Atlantic Water and the Chukchi Polynya

Carol A Ladd1, Sigrid A Salo1, Phyllis J Stabeno1 and Calvin W. Mordy2, (1)NOAA Pacific Marine Environmental Laboratory, Seattle, WA, United States, (2)Joint Institute for the Study of the Atmosphere and Ocean, Seattle, WA, United States
Abstract:
Atlantic Water (AW), with temperature > -1°C and salinity > 33.6, has been observed to upwell from deeper than 200 m in the Arctic Basin onto the Chukchi Shelf via Barrow Canyon. Most observations of AW on the Chukchi shelf have been in or near Barrow Canyon; observations of AW farther onto the shelf are rare.
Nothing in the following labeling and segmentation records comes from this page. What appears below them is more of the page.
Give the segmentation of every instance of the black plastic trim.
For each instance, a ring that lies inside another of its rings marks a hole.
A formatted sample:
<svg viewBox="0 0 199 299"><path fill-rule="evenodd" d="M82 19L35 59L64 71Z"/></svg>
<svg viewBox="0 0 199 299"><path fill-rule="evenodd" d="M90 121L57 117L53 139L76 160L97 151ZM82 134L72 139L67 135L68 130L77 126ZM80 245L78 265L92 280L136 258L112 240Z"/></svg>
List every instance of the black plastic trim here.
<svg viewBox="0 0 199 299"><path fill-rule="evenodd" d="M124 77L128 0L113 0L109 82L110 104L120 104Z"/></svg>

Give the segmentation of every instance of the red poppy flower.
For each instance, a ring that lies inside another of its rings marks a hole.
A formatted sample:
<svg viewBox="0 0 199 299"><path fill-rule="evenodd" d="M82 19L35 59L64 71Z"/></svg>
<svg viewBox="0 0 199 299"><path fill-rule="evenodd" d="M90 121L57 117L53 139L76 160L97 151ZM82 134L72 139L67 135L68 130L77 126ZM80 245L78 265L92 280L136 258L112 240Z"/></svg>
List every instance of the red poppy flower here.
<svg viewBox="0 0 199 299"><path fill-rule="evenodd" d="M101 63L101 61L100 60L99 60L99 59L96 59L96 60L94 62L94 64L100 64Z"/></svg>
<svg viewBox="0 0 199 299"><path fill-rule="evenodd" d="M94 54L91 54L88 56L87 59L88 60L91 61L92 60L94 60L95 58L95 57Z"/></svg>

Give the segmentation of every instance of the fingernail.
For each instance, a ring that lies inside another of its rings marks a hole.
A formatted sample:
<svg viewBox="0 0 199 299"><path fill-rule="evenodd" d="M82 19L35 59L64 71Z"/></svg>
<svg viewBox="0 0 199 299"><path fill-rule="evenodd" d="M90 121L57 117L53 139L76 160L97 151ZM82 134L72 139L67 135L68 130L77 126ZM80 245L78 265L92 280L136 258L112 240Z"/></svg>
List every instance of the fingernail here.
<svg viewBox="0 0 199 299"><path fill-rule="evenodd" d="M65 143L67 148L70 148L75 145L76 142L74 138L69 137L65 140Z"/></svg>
NOAA’s Ecosystems and Fisheries Oceanography Coordinated Investigations (EcoFOCI) program has deployed year-round moorings in the eastern Chukchi Sea since fall 2010. Data collected include currents, temperature and salinity, oxygen, chlorophyll fluorescence, nitrate, and ice draft. Despite mooring location on the shelf ~225 km from the head of Barrow Canyon, three AW events have been observed during three winters of moored observations at mooring C1 (70.8°N, 163.2°W). Two of those events occurred during the winter of 2010/2011 and one during January 2014. No events were observed during the winter of 2011/2012, a year with little polynya activity in the region. The C1 mooring was not deployed in 2012/2013. In addition to changes in temperature and salinity, the AW events are associated with southwestward winds and currents, changes in the sea-ice cover, and increased nutrient concentrations in the bottom water. The first AW event (Oct/Nov 2010) was observed near the ice edge during ice advance while the other two events were associated with polynyas. This suggests that both latent and sensible heat mechanisms may be important to the formation and maintenance of some Chukchi Sea polynyas.